Even Dyakonov, in his clearly pro-Armenian work, takes "as a basis" the opinion of historians that the flies were identical to the Georgian Meskh tribe and only tries to dispute this version very unconvincingly and speculatively. However, neither Dyakons nor other historians present any facts of the Khai origin of flies, other than their own theories and inventions. In the best case, they manage to offer versions of the “foreign-European origin” of flies (these versions are repeated in the material of The Mushki; a lost Armenian tribe ?, but at the same time a sign of equality is put very speculatively between the “Indo-European” and “Hay” origins of the peoples.

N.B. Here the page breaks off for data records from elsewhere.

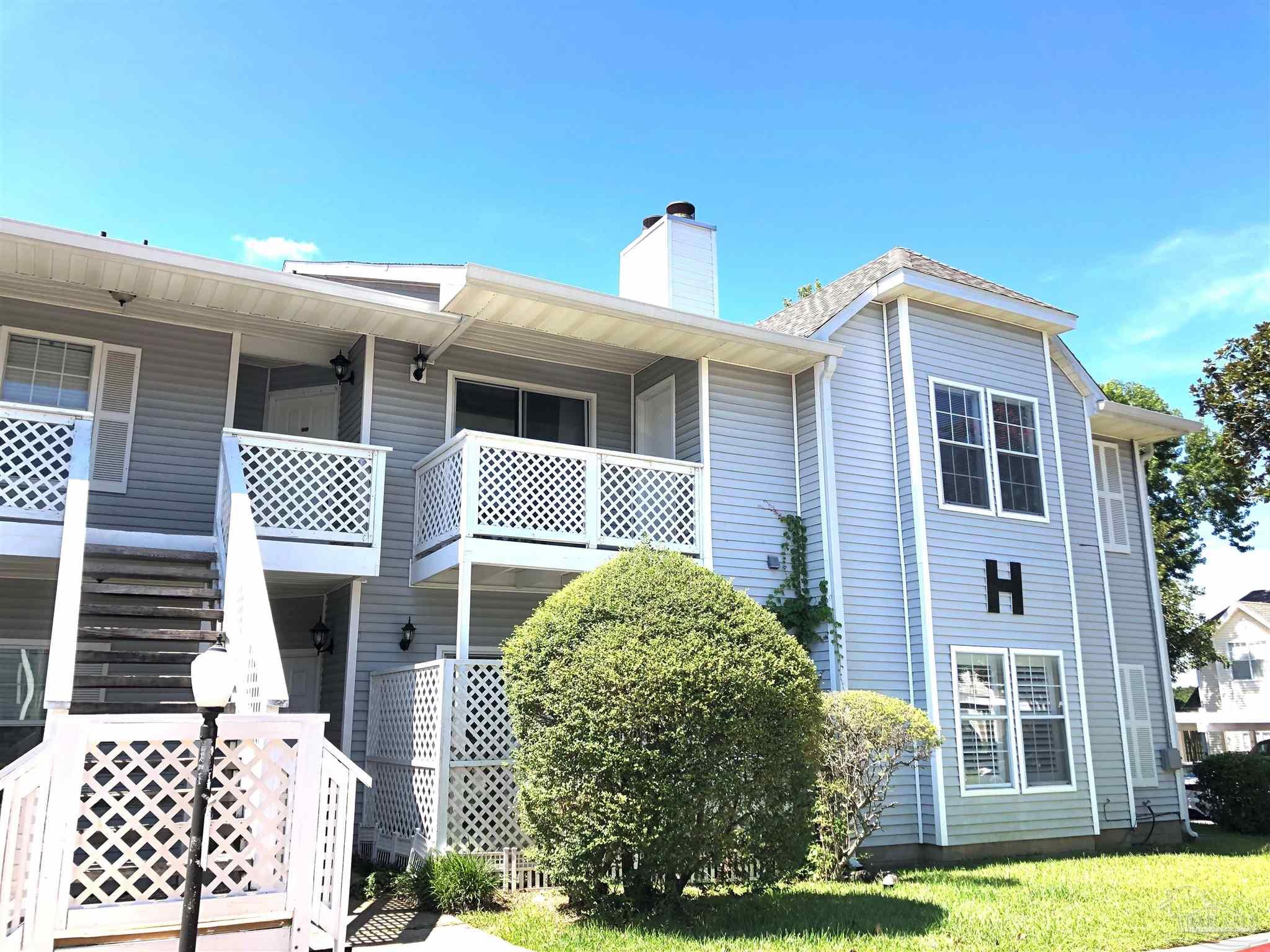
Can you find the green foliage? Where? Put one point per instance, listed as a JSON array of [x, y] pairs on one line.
[[666, 723], [1235, 390], [798, 611], [1235, 791], [1191, 482], [459, 883], [803, 291], [866, 738]]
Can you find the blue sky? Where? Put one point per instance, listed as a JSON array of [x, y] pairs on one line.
[[1116, 163]]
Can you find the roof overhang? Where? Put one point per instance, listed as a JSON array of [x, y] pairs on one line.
[[495, 296], [1124, 421], [75, 270]]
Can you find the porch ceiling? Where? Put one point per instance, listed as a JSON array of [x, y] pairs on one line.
[[79, 271], [518, 301]]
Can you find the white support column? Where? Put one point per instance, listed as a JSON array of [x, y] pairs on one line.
[[1166, 676], [1071, 588], [704, 423], [465, 604]]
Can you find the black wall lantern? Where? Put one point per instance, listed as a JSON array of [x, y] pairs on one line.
[[323, 641], [343, 375], [407, 633]]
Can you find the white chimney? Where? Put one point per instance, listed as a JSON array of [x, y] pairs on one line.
[[673, 263]]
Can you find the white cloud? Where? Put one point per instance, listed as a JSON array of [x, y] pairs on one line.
[[275, 249]]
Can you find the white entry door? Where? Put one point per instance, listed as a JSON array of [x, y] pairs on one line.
[[654, 420], [304, 413], [300, 669]]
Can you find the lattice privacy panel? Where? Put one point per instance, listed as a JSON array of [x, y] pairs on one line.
[[438, 501], [481, 814], [641, 501], [135, 821], [531, 494], [35, 465], [310, 494]]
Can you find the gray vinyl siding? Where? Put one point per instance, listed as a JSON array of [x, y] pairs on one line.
[[687, 418], [809, 488], [350, 427], [179, 416], [411, 418], [873, 596], [1100, 682], [251, 397], [1135, 632], [992, 355], [751, 472], [331, 684]]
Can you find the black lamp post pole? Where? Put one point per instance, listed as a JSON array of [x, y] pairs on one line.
[[197, 822]]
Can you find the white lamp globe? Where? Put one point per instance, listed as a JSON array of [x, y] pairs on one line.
[[213, 677]]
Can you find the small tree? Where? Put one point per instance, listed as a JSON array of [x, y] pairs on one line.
[[868, 736], [666, 724]]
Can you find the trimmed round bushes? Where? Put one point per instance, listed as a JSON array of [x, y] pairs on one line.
[[667, 725], [1235, 791]]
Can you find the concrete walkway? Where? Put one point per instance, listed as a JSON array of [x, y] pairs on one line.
[[395, 924]]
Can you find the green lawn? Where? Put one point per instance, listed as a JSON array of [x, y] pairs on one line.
[[1214, 889]]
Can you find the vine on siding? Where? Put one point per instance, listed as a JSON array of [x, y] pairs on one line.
[[791, 602]]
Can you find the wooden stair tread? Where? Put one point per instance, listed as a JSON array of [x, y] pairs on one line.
[[133, 681], [173, 658], [134, 611], [149, 555], [115, 588], [112, 633], [111, 569]]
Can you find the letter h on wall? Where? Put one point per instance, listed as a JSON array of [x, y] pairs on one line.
[[1013, 584]]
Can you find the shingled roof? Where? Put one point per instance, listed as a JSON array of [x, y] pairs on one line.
[[807, 316]]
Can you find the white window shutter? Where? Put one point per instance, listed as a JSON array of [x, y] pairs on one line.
[[1137, 724], [1113, 508], [112, 416]]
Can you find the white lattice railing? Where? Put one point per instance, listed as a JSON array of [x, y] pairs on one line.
[[248, 624], [98, 847], [316, 490], [479, 484], [36, 450], [438, 747]]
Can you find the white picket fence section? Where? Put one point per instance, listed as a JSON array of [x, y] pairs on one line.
[[481, 484], [97, 819], [438, 748], [316, 490]]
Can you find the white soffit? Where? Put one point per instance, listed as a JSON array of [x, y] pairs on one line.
[[1124, 421], [520, 301], [74, 270]]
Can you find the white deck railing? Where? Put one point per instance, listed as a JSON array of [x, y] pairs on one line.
[[438, 747], [97, 847], [248, 624], [479, 484], [316, 490]]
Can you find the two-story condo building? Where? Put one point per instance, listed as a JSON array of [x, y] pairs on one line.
[[1232, 705], [395, 464]]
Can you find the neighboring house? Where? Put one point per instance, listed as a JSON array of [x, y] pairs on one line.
[[972, 498], [1232, 706]]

But the Indo-European origin is not identical to Armenian! For example, the Indo-Europeans include Kurds and Persians, Indo-Europeans are Russians and Slavs in general, and most of the peoples of Europe, with the exception of the Basques, Hungarians, Finns, and Estonians. But no one seriously thinks to classify the ancestors of today's Persians, Russians, Germans or Swedes as “ancient Armenians”.


It turns out that there is nothing but unfair speculations in the "theory" propagated in Armenia regarding the alleged "Armenian origin" of ancient flies, and there are no inhabitants of ancient Meskheti. However, the fact that in this way, referring to dubious scientists, today Armenian falsifiers are trying to make claims to Georgian lands is a very alarming trend. Especially in light of the growth of separatist sentiments among the Armenians of Samtskhe-Javakheti.